CARRIE, di Stephen King
Carrie è un’ adolescente strana. Diversa dagli altri nell’abbigliamento, nei comportamenti, nel linguaggio. È il bersaglio dell’ironia dei compagni di scuola, che non fanno nulla per capirla. In realtà Carrie è una ragazza con una situazione familiare difficilissima, avendo una madre ossessiva e paranoica, che la offende moralmente e fisicamente. Scopre però di avere un grande potere che nessun altro ha. E che le permette di avere finalmente la sua rivincita.
Molti pensano che Stephen King sia un autore di libri horror, una letteratura secondaria e “di genere”. E, in effetti, spesso nei suoi racconti troviamo elementi spaventosi e soprannaturali.

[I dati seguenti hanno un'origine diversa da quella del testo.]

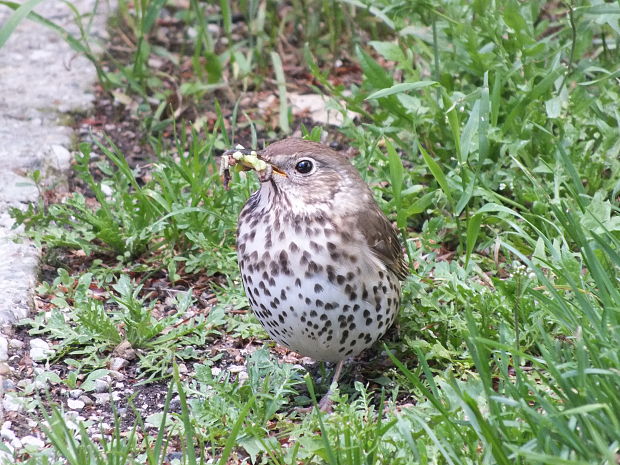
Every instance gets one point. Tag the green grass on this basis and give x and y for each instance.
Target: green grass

Ma è anche un fine osservatore dell’animo umano, di cui racconta i pensieri più nascosti e dolorosi. Questo è il suo romanzo d’esordio, pubblicato nel 1974, ed è caratterizzato dalla stessa sottile capacità di analisi dei suoi testi più conosciuti.

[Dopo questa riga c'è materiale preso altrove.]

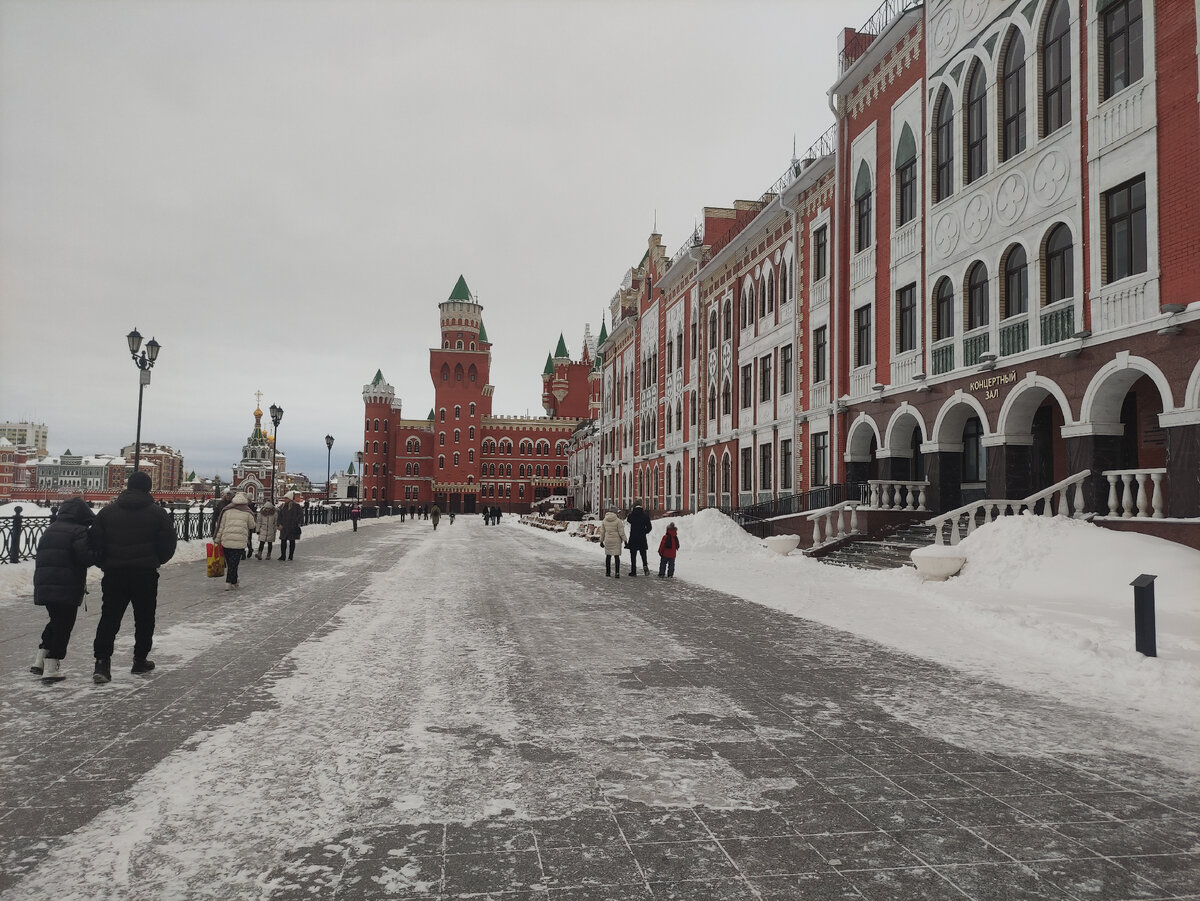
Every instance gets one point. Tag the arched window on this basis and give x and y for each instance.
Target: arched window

La storia è strutturata come il resoconto di un’indagine, e come tale è composta di parti narrative e testimonianze. Non segue quindi un ordine strettamente cronologico. Seguiamo la vita di Carrie partendo da un momento per lei devastante, che sarà il fattore scatenante per quelli che saranno gli eventi successivi. Torniamo indietro, alla sua infanzia difficile, senza un padre presente, e con una madre ossessionata dal peccato e dal fervore religioso. E di nuovo in avanti, in una scuola in cui è guardata con fastidio, derisa e non capita.

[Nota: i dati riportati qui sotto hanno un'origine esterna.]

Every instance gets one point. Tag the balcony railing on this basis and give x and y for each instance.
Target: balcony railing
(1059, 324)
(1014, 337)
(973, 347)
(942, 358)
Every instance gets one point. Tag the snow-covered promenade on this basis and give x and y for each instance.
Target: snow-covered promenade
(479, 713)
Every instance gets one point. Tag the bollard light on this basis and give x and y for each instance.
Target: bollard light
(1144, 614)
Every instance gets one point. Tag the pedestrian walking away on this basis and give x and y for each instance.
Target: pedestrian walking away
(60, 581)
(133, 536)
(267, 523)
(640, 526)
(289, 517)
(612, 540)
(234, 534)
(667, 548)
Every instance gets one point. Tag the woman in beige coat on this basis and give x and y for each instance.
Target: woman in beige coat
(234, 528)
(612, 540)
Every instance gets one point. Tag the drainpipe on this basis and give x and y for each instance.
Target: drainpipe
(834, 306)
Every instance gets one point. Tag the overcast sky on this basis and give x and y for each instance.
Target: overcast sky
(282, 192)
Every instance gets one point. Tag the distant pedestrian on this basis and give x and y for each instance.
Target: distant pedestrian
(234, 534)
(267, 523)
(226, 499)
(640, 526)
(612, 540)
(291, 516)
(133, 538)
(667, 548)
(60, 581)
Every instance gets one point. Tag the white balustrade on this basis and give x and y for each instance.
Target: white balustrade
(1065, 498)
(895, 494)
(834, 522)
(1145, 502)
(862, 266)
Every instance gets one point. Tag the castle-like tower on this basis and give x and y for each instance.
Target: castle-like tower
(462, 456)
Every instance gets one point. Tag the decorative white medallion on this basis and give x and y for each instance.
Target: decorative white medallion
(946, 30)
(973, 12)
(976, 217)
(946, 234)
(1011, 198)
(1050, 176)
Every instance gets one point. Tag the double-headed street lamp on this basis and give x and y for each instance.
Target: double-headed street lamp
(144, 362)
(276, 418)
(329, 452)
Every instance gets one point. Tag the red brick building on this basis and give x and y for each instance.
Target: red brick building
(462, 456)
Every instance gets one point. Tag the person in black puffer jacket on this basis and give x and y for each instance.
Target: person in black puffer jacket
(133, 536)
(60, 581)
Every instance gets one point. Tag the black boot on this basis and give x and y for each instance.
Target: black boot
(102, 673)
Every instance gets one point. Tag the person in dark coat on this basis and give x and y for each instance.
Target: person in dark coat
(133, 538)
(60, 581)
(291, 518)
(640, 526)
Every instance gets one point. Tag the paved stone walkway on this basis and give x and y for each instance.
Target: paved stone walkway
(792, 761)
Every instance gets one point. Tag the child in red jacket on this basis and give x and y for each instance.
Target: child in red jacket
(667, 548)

Il grandioso finale ci mostra una Carrie potente e vendicativa, un essere dal sapore demoniaco, per nulla umano. Ma insieme alla sua follia, l’autore ci mostra tutto il dolore accumulato in tanti anni di soprusi, e, con mia grande meraviglia, mi sono trovata a provare pietà per questa ragazza, che il mondo non ha saputo accogliere ed accettare.